3. They can live to be 130years old

Because baby whale sharks are left to fend for themselves, just 10% of them make it to adulthood. Most of them are eaten by larger prey like larger fish, whales, and other sharks.

But if they manage to make it to adulthood, they live to be as old as humans. Their average lifespan is 70-100 years but scientists have determined that some have actually grown to be 130 years old.

4. They have fingerprints, just like humans

The hallmark spots that give whale sharks their signature look are unique to individuals. Much like human fingerprints, each shark has a unique pattern of spots. 

This helps researchers accurately identify and track sightings to learn more about their migrations, behavior, and conservation status. 

5. They’re on a new diet – it’s called millions of tiny plankton 

Whale sharks have a different diet than most sharks because of their inability to bite or chew. Instead, they consume millions of tiny plankton as water passes over their gills, a process known as filter feeding. And thanks to their large mouths which open to over 4 feet wide, they expel over 6000 liters of water each hour during this process, only retaining tiny organisms for nutrition. 

But just because they don’t bite or chew doesn’t mean they don’t have teeth. In fact, they have 3000 teeth spread across 300+ rows that help them trap plankton and other organisms like small fish & shrimp.

whale shark swimming with small organisms alongside

6. They even have teeth on their eyeballs

No, they’re not used for feeding. But these tiny “teeth” on their eyeballs are called dermal denticles, a defense mechanism used to protect their vision during a feeding frenzy. 

These tiny scale-like structures are similar to human molars and serve to protect the outer layer of their eyes. As an added bonus, whale sharks are also able to roll their entire eyeball back into the eye socket, protecting it from predators or debris. 

7. Michael Phelps swims twice as fast as whale sharks

They travel thousands of miles around the world each year but they don’t do it very quickly. 

But just how fast do whale sharks swim? Their average swimming pace is about 3 mph, which is half as slow as Michael Phelps, who swam at a top speed of 6 mph in 2010.

8. They can dive over a mile deep

Though they spend most of their time at the surface feeding or migrating, whale sharks often dive to depths of 2000+ feet. Some have been known to dive as deep as 6000 feet, over a mile below the surface.

Unfortunately, scientists still don’t know what they’re doing on these deep dives. 

9. Whale sharks don’t sleep

How do whale sharks sleep? Well, they don’t. Like most sharks, they must continue swimming to pass water over their gills so that they can breathe.

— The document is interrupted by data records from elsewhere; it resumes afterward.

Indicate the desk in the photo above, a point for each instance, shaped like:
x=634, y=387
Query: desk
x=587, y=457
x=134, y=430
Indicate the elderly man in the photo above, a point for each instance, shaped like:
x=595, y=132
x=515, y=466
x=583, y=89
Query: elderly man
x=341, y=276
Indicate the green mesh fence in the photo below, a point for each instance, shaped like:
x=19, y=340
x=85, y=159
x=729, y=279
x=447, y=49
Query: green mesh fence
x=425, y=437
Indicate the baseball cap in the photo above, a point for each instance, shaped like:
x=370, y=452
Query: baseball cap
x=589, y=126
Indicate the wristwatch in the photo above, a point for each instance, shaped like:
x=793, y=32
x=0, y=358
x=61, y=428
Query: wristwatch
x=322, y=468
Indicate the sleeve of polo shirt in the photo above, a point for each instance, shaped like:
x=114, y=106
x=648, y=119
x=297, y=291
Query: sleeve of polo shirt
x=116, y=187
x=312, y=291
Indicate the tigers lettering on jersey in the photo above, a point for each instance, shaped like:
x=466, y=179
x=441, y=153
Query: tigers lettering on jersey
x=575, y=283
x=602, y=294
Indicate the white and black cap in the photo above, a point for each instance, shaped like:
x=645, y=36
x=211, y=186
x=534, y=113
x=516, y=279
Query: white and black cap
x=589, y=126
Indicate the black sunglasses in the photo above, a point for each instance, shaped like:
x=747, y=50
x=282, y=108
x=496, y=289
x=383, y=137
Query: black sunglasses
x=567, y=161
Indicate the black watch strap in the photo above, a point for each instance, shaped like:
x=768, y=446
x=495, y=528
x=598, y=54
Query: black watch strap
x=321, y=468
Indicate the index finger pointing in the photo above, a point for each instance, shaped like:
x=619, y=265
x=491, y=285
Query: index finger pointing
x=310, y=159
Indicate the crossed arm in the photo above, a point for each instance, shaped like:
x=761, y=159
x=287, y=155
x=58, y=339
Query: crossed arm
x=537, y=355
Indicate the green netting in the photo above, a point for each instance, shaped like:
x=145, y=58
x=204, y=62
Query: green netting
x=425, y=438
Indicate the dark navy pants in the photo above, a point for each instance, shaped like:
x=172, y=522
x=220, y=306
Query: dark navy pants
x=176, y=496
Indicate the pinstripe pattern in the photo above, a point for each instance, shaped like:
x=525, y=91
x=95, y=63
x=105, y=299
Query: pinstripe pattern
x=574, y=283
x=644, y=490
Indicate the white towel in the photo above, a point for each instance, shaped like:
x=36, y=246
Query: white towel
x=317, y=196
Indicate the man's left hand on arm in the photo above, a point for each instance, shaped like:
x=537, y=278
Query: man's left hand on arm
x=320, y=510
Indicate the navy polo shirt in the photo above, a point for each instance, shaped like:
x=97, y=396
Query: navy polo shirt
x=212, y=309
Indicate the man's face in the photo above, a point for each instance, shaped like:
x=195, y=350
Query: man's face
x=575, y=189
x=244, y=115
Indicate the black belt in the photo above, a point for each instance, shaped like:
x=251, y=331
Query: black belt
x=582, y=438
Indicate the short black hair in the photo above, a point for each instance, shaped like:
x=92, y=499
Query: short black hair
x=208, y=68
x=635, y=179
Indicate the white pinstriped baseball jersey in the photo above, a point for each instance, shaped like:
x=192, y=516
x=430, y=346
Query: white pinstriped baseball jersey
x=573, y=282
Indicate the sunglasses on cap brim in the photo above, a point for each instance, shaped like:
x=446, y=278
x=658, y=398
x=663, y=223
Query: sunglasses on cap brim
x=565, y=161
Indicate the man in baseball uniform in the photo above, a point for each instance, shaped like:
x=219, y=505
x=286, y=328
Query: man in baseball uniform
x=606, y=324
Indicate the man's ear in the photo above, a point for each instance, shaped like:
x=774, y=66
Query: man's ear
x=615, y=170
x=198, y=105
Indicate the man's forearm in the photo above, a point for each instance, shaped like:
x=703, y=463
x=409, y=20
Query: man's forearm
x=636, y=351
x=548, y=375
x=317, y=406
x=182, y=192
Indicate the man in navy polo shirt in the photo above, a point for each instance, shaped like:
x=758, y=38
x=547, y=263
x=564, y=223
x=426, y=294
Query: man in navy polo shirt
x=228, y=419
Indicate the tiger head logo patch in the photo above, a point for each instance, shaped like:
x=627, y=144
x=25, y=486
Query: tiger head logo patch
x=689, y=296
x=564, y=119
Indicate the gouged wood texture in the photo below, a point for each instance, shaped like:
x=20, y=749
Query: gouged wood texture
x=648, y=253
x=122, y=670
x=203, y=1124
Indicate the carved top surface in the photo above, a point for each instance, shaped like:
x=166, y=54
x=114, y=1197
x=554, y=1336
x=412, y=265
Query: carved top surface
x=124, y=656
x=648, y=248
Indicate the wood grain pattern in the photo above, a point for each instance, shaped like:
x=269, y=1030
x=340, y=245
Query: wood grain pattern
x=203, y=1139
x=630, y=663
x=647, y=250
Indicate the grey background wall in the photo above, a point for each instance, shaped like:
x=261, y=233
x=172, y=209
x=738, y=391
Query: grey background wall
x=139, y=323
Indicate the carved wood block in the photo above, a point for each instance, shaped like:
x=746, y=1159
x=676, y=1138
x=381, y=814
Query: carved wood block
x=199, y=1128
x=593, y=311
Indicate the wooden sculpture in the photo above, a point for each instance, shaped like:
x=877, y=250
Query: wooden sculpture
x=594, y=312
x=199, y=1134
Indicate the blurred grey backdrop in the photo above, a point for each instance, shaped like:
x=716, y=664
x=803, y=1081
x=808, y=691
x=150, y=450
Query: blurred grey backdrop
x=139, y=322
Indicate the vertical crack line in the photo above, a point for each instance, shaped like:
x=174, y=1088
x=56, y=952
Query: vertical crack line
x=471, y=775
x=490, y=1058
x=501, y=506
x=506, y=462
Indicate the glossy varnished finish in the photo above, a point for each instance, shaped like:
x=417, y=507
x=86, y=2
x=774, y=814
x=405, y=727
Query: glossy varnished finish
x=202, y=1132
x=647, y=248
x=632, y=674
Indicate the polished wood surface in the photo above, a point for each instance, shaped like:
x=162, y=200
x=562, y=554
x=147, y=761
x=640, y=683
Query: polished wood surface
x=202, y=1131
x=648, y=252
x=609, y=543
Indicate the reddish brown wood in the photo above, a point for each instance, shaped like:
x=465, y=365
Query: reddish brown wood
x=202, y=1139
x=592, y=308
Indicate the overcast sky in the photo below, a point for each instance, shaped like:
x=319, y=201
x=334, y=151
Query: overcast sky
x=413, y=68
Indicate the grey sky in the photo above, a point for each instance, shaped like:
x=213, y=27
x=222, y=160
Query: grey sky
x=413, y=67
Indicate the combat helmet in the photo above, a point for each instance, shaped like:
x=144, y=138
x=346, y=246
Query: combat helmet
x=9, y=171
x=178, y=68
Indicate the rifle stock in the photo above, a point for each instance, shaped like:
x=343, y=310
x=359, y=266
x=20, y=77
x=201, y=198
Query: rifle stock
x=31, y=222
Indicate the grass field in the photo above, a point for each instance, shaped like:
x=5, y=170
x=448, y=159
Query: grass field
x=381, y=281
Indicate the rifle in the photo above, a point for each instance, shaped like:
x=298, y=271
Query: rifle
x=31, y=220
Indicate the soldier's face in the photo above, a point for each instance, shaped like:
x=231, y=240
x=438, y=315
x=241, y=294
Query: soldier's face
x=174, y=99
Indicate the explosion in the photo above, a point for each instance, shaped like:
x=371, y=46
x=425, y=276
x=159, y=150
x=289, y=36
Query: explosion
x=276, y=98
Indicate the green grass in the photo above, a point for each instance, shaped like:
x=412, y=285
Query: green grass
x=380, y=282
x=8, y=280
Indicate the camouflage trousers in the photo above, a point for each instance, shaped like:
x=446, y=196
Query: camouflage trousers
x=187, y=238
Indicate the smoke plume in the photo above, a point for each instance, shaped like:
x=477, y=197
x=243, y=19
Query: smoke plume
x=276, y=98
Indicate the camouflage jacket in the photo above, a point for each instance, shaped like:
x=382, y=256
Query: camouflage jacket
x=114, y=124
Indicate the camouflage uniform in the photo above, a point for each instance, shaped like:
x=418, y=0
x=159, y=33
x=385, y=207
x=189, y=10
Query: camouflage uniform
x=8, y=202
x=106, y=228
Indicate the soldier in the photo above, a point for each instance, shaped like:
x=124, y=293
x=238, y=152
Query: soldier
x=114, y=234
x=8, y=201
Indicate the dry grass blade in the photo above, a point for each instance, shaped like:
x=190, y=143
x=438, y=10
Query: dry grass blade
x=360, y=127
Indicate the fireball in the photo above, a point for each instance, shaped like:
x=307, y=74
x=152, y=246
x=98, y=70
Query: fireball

And though they don’t sleep per se, their brain enters a sort of “standby mode” while they continue swimming. This enables their brain to rest while maintaining the critical flow of water. 

10. They’re endangered

Though they’re different than most sharks, they do have one thing in common with most shark species – they’re endangered. 

They’re classified as “endangered” by the IUCN, mostly as a result of bycatch, illegal fishing activity, and shark finning. Though the actual number of whale sharks remaining is unknown, it’s estimated to be half of what it was a century ago, indicating a sharp decline due to human interference. 

If you want to help protect these sharks, reduce your seafood consumption, support whale shark tourism, and raise awareness for these beautiful, endangered animals.